La plage du Cap Blanc-Nez, située sur la côte d’Opale dans le nord de la France,  à Escalles (62) est connue pour avoir été élue plus belle plage de France par Paris Match en 2016. Un classement subjectif mais qui contribue à sa renommée. Située sur un site remarquable, elle fait partie du Grand Site des Deux-Caps, avec son voisin le Cap Gris-Nez.

Le temps des Romains

Le Cap Blanc-Nez, culminant à 134 mètres d’altitude, est un promontoire de craie blanche formé il y a environ 85 millions d’années, durant le Crétacé supérieur. La plage en contrebas s’étend sur plusieurs kilomètres, composée de sable fin et de galets, bordée par des falaises imposantes. Les falaises de craie, caractéristiques de la côte d’Opale, ont été sculptées par des millions d’années d’érosion marine et éolienne.

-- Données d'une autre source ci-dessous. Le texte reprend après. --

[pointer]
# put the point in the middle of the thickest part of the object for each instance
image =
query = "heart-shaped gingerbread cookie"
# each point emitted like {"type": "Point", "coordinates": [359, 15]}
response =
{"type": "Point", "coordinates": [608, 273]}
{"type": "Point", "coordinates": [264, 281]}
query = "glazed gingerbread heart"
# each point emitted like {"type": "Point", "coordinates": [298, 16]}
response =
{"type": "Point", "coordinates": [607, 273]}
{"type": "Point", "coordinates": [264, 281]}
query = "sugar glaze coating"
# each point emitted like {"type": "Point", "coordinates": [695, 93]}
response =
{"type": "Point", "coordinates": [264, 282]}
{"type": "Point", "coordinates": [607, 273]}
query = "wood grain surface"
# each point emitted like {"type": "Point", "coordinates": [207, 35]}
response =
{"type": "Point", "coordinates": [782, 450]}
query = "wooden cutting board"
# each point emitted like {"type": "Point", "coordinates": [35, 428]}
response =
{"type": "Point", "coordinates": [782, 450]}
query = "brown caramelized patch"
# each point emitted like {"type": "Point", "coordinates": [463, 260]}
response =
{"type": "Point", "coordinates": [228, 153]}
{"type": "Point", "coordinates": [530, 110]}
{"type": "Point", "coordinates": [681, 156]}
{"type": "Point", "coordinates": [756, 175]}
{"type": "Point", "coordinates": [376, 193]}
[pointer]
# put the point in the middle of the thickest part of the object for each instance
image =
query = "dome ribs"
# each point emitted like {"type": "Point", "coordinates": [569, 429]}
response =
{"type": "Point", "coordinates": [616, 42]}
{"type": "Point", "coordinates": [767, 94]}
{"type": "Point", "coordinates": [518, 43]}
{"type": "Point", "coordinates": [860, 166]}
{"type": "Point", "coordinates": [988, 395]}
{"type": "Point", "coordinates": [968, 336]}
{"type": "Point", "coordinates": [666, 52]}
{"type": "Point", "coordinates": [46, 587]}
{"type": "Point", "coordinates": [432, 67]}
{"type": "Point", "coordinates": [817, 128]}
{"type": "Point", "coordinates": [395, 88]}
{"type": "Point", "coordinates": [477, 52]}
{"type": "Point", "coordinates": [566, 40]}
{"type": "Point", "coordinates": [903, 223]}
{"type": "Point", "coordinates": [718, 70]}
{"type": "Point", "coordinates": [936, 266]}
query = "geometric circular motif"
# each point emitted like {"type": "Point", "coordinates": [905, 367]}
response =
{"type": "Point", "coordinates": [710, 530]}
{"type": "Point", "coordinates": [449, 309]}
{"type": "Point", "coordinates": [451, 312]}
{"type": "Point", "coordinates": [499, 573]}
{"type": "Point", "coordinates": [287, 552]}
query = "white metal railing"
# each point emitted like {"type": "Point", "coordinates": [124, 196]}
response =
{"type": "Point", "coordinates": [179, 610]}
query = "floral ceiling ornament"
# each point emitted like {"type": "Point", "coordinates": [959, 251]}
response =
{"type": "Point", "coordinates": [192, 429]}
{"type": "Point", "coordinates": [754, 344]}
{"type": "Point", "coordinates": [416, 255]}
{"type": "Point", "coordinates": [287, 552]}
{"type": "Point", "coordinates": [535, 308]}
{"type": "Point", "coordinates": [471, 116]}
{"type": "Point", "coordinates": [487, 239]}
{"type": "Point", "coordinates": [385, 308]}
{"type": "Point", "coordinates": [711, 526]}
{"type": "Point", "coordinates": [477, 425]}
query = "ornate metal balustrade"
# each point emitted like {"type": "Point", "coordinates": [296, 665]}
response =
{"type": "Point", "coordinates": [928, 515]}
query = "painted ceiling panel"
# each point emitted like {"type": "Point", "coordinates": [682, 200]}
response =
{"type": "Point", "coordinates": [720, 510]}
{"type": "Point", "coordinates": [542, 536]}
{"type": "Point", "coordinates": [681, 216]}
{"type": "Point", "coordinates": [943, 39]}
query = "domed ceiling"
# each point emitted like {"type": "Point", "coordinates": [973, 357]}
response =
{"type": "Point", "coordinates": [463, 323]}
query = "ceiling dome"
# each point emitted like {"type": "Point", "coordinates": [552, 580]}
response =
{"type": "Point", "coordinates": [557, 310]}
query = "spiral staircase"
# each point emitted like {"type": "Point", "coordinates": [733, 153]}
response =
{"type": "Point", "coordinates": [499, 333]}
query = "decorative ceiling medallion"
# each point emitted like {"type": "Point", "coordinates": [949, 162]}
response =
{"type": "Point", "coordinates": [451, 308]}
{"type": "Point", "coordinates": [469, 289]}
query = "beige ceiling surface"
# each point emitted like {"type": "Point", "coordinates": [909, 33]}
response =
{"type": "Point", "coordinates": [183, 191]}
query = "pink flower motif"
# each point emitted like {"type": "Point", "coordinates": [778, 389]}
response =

Pendant l’Antiquité, la région du Cap Blanc-Nez est un point stratégique important pour les Romains, qui l’utilisent comme poste d’observation pour surveiller les mouvements dans la Manche. Des vestiges de voies romaines et de camps militaires ont été découverts, attestant de l’importance militaire et commerciale de ce site.

Au Moyen Âge, le Cap Blanc-Nez fait partie des territoires disputés entre la France et l’Angleterre. La plage et les falaises servent souvent de refuge et de point de départ pour les raids et les incursions militaires. La région connaît également des périodes de relative prospérité grâce à la pêche et au commerce maritime, les petits ports de la côte d’Opale étant des points de transit pour les marchandises et les pèlerins en route vers les lieux saints.

Au 20e siècle

Le 20e siècle marque un tournant pour le Cap Blanc-Nez à cause des guerres mondiales. Pendant la Première Guerre mondiale, la plage et ses environs sont utilisés comme zone de ravitaillement et de transit pour les troupes alliées. Des camps militaires et des hôpitaux de campagne sont établis dans la région, et la plage est le témoin de scènes de débarquements et d’évacuation.

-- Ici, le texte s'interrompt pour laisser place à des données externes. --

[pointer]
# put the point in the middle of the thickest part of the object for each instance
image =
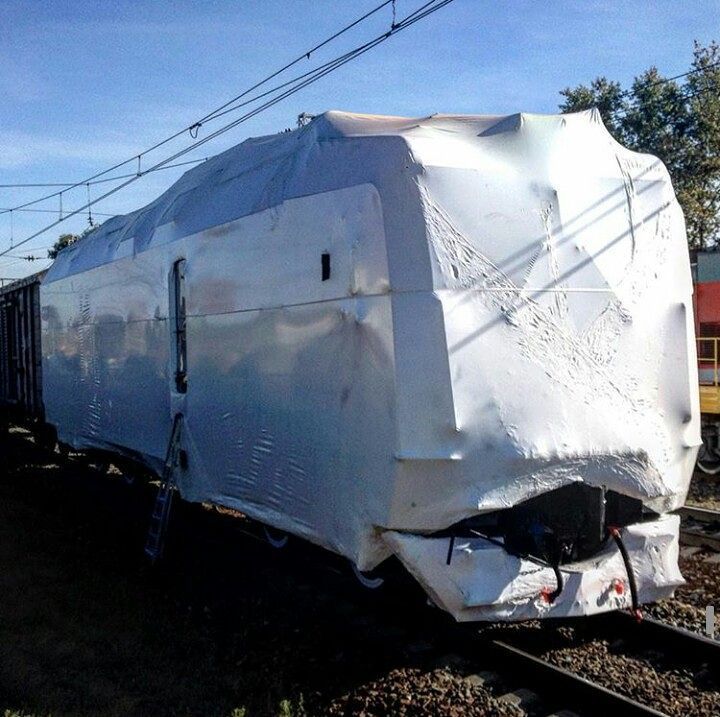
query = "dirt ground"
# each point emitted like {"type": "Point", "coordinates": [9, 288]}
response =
{"type": "Point", "coordinates": [224, 626]}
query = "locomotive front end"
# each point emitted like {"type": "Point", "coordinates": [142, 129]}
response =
{"type": "Point", "coordinates": [565, 413]}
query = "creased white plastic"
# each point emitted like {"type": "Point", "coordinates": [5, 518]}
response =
{"type": "Point", "coordinates": [507, 312]}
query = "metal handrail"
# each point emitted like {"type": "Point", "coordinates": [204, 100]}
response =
{"type": "Point", "coordinates": [702, 342]}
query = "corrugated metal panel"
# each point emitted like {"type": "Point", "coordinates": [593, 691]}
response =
{"type": "Point", "coordinates": [20, 355]}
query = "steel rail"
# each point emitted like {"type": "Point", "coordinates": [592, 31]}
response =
{"type": "Point", "coordinates": [572, 690]}
{"type": "Point", "coordinates": [664, 637]}
{"type": "Point", "coordinates": [700, 526]}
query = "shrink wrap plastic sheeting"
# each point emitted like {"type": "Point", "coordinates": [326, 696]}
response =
{"type": "Point", "coordinates": [508, 310]}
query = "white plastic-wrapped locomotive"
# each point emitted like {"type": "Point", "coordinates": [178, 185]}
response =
{"type": "Point", "coordinates": [466, 341]}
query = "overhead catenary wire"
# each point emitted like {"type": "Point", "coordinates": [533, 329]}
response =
{"type": "Point", "coordinates": [70, 185]}
{"type": "Point", "coordinates": [301, 81]}
{"type": "Point", "coordinates": [212, 115]}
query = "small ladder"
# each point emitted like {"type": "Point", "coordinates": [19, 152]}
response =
{"type": "Point", "coordinates": [163, 501]}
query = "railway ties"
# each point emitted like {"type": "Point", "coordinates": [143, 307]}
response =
{"type": "Point", "coordinates": [700, 527]}
{"type": "Point", "coordinates": [542, 688]}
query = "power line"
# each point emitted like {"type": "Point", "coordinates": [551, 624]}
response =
{"type": "Point", "coordinates": [301, 82]}
{"type": "Point", "coordinates": [72, 185]}
{"type": "Point", "coordinates": [210, 116]}
{"type": "Point", "coordinates": [51, 211]}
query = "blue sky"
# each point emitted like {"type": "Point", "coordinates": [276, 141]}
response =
{"type": "Point", "coordinates": [85, 84]}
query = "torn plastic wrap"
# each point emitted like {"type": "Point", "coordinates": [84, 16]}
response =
{"type": "Point", "coordinates": [394, 326]}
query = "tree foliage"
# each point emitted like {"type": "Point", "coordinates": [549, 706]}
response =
{"type": "Point", "coordinates": [68, 239]}
{"type": "Point", "coordinates": [679, 122]}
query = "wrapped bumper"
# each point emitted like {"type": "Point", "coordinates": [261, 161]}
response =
{"type": "Point", "coordinates": [483, 582]}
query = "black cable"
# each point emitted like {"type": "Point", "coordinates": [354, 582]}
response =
{"type": "Point", "coordinates": [422, 12]}
{"type": "Point", "coordinates": [615, 533]}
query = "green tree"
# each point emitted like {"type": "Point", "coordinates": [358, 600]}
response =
{"type": "Point", "coordinates": [63, 241]}
{"type": "Point", "coordinates": [679, 123]}
{"type": "Point", "coordinates": [68, 239]}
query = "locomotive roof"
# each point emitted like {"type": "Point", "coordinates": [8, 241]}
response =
{"type": "Point", "coordinates": [197, 196]}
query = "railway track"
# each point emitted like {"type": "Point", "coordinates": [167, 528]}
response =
{"type": "Point", "coordinates": [700, 527]}
{"type": "Point", "coordinates": [509, 662]}
{"type": "Point", "coordinates": [520, 654]}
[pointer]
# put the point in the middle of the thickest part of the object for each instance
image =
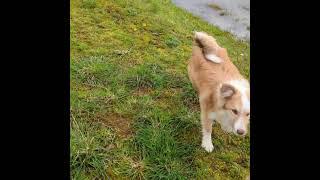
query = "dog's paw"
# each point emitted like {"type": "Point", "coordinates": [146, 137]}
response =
{"type": "Point", "coordinates": [207, 145]}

Durant la Seconde Guerre mondiale, le Cap Blanc-Nez devient un élément clé du Mur de l’Atlantique, une vaste ligne de fortifications construite par les forces allemandes pour se défendre contre une éventuelle invasion alliée. Des bunkers, des batteries d’artillerie et des postes de commandement sont construits le long des falaises et sur la plage. De nombreux vestiges de ces structures militaires sont encore visibles aujourd’hui.

La reconstruction

Après la fin de la Seconde Guerre mondiale, la région du Cap Blanc-Nez entame une phase de reconstruction et de développement touristique. La plage, avec son sable fin et ses panoramas spectaculaires, devient une destination prisée des vacanciers. Les autorités locales ont également pris conscience de l’importance de préserver ce site naturel unique.Le Cap Blanc-Nez est classé site naturel en 1987, puis intégré au Grand Site des Deux-Caps, qui obtient le label Grand Site de France en 2011. Ce label reconnaît les efforts de conservation et de mise en valeur des paysages exceptionnels. Les visiteurs peuvent aujourd’hui profiter de sentiers de randonnée bien entretenus, de panneaux d’information sur la géologie et l’histoire locale, et d’un accueil touristique de qualité.  Les randonnées le long des falaises offrent des vues imprenables sur la Manche et, par temps clair, permettent d’apercevoir les côtes anglaises à seulement 30 kilomètres de distance.